24 Şubat 2011 Perşembe

Belgeseller 4




Hitit Güneşi belgeselinin başarısından sonra İstanbul Üniversitesi Film merkezinin durdurmuş olduğu çalışmalara 1963 yılı itibariyle tekrar başladığını ve bu çalışmalarını 1973 yılına kadar sürdürdüğünü görüyoruz.

Belgesel konusunda ülkemizde bitmek bilmeyen bir isteğin olduğu ortaya çıkıyor. Eczacıbaşı fabrikaları, Yapı Kredi Bankası, Türkiye Turing ve Otomobil Kurumu gibi kuruluşlar belgesel filmcilik konusunda oldukça fazla çalışmalarıyla gözümüze çarpıyor.

Bu anlamda dikkati çeken isimlerden biri Suha Arın. 2004 yılında kaybettiğimiz bu ustayı burada anmadan geçemeyeceğim.



Suha Arın
1942-2004

"Türk belgesel sinemacılığının yüz akı ve büyük ustası" diye tanımlanan Arın, İlk, Orta ve Lise öğrenimini Ankara'da tamamladı. Washington, D.C. Howard University - Sinema Televizyon Yapımcılığı ve Yönetmenliği (Lisans); The American University - Kitle Haberleşmesi-Hükümet ve Kamu Enformasyonu (Lisans üstü) eğitimleri aldıktan sonra, 1962'den itibaren Milli Eğitim Bakanlığı - Öğretici Filmler Merkezi için yönetmen ve senaristlik yaptı.

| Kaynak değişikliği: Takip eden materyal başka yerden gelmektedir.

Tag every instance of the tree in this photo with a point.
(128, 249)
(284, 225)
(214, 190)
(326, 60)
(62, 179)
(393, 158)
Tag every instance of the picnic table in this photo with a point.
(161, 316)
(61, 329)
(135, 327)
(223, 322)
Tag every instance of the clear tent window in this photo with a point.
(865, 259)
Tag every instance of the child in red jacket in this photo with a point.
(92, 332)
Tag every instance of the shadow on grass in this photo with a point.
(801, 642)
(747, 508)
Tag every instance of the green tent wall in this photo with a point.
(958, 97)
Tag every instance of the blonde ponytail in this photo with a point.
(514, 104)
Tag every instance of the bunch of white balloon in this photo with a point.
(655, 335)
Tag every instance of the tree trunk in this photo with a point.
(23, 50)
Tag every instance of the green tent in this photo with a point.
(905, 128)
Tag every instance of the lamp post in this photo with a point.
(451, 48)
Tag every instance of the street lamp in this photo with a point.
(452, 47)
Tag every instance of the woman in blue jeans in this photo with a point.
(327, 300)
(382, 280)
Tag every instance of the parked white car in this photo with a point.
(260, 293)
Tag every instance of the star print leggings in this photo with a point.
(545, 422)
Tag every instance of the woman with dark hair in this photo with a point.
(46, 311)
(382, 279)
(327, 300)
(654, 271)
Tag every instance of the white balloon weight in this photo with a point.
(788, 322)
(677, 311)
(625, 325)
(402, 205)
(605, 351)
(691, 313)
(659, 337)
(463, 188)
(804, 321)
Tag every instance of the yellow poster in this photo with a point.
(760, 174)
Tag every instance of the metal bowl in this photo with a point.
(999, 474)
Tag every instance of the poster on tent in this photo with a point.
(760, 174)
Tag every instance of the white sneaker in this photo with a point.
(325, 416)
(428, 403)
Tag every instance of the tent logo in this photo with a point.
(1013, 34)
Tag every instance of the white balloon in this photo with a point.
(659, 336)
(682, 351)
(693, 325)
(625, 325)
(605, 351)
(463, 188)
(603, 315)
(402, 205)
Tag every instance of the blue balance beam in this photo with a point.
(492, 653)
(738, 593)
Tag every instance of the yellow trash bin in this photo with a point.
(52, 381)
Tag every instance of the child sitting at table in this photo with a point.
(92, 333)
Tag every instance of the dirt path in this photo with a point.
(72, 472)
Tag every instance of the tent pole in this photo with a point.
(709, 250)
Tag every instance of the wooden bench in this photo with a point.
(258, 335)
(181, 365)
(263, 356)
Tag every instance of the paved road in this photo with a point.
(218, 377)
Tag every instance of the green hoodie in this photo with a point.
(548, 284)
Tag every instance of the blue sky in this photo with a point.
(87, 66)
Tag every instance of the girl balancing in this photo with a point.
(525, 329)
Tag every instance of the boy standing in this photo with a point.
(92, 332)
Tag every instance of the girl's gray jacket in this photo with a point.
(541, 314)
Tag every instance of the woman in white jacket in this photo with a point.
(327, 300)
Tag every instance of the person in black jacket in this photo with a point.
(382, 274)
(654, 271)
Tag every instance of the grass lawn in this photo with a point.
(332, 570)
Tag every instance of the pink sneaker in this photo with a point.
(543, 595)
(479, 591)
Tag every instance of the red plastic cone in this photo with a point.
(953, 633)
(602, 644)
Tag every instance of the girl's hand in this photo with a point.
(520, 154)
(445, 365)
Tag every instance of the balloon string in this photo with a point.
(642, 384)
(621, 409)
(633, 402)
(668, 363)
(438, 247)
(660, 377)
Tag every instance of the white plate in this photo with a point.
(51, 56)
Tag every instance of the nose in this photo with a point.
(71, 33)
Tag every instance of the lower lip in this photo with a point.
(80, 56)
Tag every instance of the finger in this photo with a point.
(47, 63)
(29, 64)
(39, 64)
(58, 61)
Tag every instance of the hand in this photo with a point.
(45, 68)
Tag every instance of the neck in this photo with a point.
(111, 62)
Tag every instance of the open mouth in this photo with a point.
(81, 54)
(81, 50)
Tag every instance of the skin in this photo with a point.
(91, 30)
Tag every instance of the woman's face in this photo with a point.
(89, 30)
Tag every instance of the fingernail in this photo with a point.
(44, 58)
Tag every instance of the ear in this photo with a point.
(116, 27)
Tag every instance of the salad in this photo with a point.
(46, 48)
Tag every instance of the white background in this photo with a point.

1966 - 1967 sürecinde Amerika'da Capital Film Labs`ta görev yaptı. Amerika'nın Sesi Radyosu Washington Muhabirliği, Uluslararası Sinema TV Merkezi (USIA) ve TRT Washington Muhabirliği, çevirmenlik ve sunuculuğunda bulundu. 1973 - 1974 sürecinde Ankara Üniversitesi Basın Yayın Yüksek Okulu’nda öğretim görevlisi olarak çalışmaya başladı. Ankara ve İstanbul’daki çeşitli üniversitelerde sürdürdüğü öğretim görevinde, aralarında günümüzün ünlü yönetmenleri, gazetecileri ve akademisyenlerinin de bulunduğu çok sayıda öğrencinin yetişmesine katkıda bulundu.

Filmografya;

Trafik Emniyeti: İlk ve orta dereceli okullardaki öğrencilere, temel trafik kurallarını öğretmeyi amaçlayan 30 dakikalık eğitim filmi (1964).

Başkent Ankara: İlk ve orta dereceli okullardaki öğrencilere yönelik olarak hazırlanan ve başkent Ankara’nın tarihi geçmişini inceleyen 30 dakikalık eğitim filmi (1964).

Pride(Gurur): ABD'nin başkenti Washington'daki "Pride" (Gurur) adli bir zenci örgütünü tanıtmayı amaçlayan 30 dakikalık bir TV filmi (1968).

Hattiler'den Hititler'e: Hitit kültür ve sanatını yansıtmayı amaçlayan 30 dakikalık belgesel film (1974).

Sessiz Emekçiler: Sosyal güvencesi olmayan Orman ve Tarım İsçileri’nin sorunlarını dile getiren 30 dakikalık TV Haber Belgeseli (1974).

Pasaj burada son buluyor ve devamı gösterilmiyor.